Alam, Rasha T., Imam, Tamer S., Abo-Elmaaty, Azza M.A., Arisha, Ahmed Hamed
Life sciences 2019 v.231 pp. 116534
DNA damage, acetylcysteine, antioxidants, apoptosis, blood serum, caspase-3, cerebrum, dopamine, erythrocyte count, fenitrothion, free radicals, gamma-aminobutyric acid, gene expression, genes, glutathione, immune response, immunoglobulin G, immunoglobulin M, immunotoxicity, interleukin-2, males, mechanism of action, messenger RNA, neurotoxicity, oral exposure, oxidative stress, rats, serotonin, spleen, superoxide dismutase, tissues, tumor necrosis factor-alpha
N-acetylcysteine (NAC) has largely been used as an effective chemo- protective agent owing to their beneficial effect in restoring several physiological parameters and relieving oxidative stress. Interestingly, it has been suggested that NAC mechanisms of action extend beyond being a precursor to the antioxidant glutathione and that they may involve several neurotropic and inflammatory pathways. Exposure to fenitrothion, an organophosphorus insecticide, promotes oxidative stress and induces several deleterious changes in the immune response and various tissues including cerebrum and spleen. The main objective of our study was to investigate ameliorative efficacy of N-acetylcysteine for immunological and neurological alterations and oxidative DNA damage induced by fenitrothion toxicity in cerebrum and spleen tissues of male rats. Our results revealed that oral exposure to fenitrothion for 30 days caused a reduction in the erythrocyte count in addition to leukocytosis, lymphocytosis, and neutrophilia. Also, this route of administration increased the serum levels of LDH, TNF-α, and IL-2 with reduction in serum immunoglobulins (IgG & IgM) concentrations. Furthermore, a significant downregulation in the antioxidant markers (GSH & SOD) with an elevation of free radical (MDA) levels were noticed. Regarding the brain, fenitrothion administration inhibited AchE activity and increased brain GABA, serotonin and dopamine levels.

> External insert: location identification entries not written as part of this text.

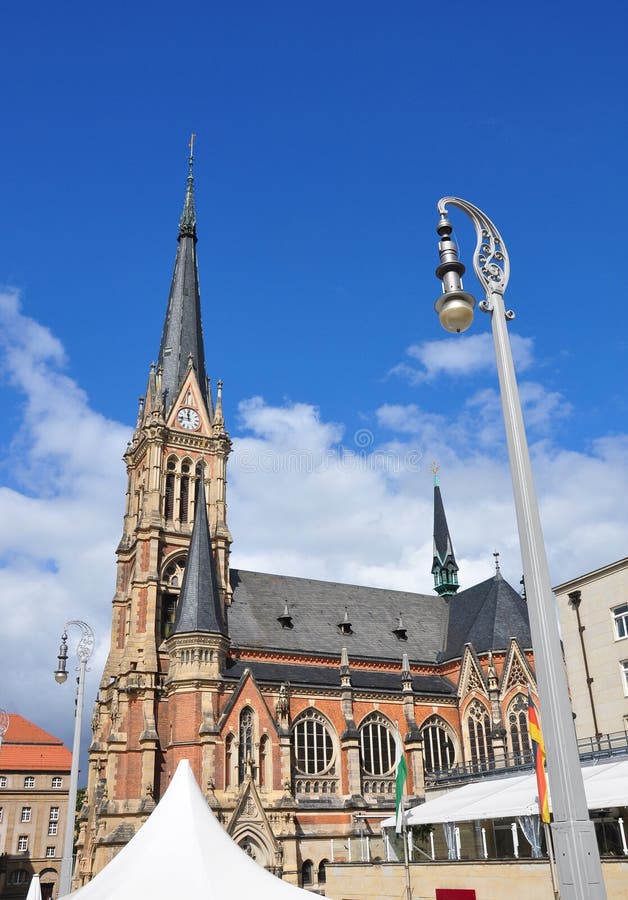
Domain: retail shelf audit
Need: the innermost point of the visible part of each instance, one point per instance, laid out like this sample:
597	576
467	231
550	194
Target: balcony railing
380	786
311	784
599	747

Moreover, it induced an elevation in oxidative DNA damage indicated by 8-hydroxy 2-deoxyguanosine (8OH2dG) and mRNA expression of pro-apoptotic genes, including Bax, and p53, but Bcl-2 expression was reduced. N-acetylcysteine co-treatment restored the normal physiological tone in most of these parameters. Immunostaining for GFAP and Caspase-3 markers in the brain and spleen tissues were increased respectively. In conclusion, N-acetylcysteine supplementation has an ameliorative effect against immunotoxic, neurotoxic and oxidative DNA damage induced by fenitrothion exposure.